3.2 Hierarchical Transformer Encoder

After the above stage, we obtain two documents, $O_{l}$ and $O_{r}$ . They will be used as input of the downstream model separately to get the diagnostic results for the two eyes. For simplicity of expression, they will be denoted as $O_{\ast}$ in the following. To extract the information in a given OEMR document $O_{\ast}$ , we design a hierarchical Transformer structure as an encoder. As shown in Figure 1(2), the encoder consists of a word-level Transformer and a sentence-level Transformer. The word-level transformer takes the OEMR document as input and encodes each sentence in the document to obtain the type-specific sentence embedding representations. Then, the sentence-level transformer takes the set of sentence embedding representations as input, learns the dependencies between sentences and generate the representation matrix of the input OEMR document.

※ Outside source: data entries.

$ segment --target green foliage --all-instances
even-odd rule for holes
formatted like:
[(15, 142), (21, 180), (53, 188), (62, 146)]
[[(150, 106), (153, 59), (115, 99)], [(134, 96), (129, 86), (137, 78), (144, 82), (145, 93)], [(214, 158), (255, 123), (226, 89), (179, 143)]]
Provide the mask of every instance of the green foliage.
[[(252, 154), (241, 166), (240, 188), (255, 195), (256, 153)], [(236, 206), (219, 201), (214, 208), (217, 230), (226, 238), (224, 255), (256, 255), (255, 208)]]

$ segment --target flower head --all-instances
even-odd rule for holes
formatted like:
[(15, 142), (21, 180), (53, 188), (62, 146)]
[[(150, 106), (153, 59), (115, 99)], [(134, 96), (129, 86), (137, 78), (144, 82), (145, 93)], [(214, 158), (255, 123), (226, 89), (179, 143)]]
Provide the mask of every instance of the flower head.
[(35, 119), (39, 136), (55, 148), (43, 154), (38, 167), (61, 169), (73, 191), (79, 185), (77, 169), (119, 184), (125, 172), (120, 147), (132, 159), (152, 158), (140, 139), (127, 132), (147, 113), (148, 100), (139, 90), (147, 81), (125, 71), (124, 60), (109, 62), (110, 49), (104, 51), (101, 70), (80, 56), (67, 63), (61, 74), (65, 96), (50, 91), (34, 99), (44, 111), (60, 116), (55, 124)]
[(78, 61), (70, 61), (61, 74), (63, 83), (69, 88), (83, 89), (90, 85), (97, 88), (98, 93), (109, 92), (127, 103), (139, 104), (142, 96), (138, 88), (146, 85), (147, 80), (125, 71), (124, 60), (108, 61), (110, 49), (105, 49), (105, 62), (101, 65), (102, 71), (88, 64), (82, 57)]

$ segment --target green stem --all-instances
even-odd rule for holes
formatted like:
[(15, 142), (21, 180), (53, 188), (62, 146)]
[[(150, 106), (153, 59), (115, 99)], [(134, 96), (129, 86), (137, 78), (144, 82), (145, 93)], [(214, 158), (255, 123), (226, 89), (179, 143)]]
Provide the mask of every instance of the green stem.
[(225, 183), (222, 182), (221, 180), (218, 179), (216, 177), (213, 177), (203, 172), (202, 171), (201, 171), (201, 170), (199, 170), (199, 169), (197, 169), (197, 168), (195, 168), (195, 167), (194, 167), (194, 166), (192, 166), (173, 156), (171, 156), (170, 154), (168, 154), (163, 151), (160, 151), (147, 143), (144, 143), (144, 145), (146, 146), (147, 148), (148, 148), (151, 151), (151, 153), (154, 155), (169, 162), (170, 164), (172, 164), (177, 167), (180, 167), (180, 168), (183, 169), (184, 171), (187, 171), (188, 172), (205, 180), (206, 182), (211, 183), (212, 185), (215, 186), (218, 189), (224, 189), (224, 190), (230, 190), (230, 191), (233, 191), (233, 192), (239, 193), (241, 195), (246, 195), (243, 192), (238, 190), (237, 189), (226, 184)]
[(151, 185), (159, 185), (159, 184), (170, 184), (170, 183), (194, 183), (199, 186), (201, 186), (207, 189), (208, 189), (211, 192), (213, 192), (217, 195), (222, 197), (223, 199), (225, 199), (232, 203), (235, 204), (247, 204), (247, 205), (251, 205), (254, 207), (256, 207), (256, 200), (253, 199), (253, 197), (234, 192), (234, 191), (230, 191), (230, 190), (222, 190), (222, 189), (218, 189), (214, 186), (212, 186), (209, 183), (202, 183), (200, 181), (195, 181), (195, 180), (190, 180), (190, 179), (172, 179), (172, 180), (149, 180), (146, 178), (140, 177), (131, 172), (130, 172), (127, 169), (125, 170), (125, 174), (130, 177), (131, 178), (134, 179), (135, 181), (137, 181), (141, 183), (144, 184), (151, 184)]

3.2.1 Word-level Transformer

Given a OEMR document $O_{\ast}$ , in this stage we aims to use a Transformer to embed each sentence $S_{i}$ in $O_{\ast}$ into the sentence representation $a_{i}\in\mathbb{R}^{d}$ . To retain information about the text type of each sentence and thus help the Transformer model its semantics, we first add a type-token $t_{0}$ at the beginning of each sentence. Formally, given an sentence $S_{i}$ with token sequence $[t_{0}^{(i)},t_{1}^{(i)},t_{2}^{(i)},\dots,t_{|S_{i}|}^{(i)}]$ , the sentence representation $a_{i}$ can be obtained by:

(3.2)		$\displaystyle a_{i}$	$\displaystyle=Pooling([h_{0}^{(i)},h_{1}^{(i)},h_{2}^{(i)},\dots,h_{\|S_{i}\|}^{(i)}]]),$
(3.2)			$\displaystyle=Pooling((Transformer_{w}([t_{0}^{(i)},t_{1}^{(i)},t_{2}^{(i)},\dots,t_{\|S_{i}\|}^{(i)}])),$

where $Transformer_{w}$ is a $N_{w}$ -layers Transformer. For each token $t_{j}^{(i)}$ in the sentence $S_{i}$ , its input embedding is obtained by summing its token embedding and positional encoding, and the token embedding is randomly initialized. $[h_{0}^{(i)},h_{1}^{(i)},h_{2}^{(i)},\dots,h_{|S_{i}|}^{(i)}]$ is a list of output embedding of tokens in the sentence $S_{i}$ , where $h_{j}^{(i)}$ is a $d$ dimensional vector corresponding to $t_{j}^{(i)}$ . The $pooling(\cdot)$ denotes the average-pooling on the output embedding representations to obtain the sentence embedding representation $a_{i}$ .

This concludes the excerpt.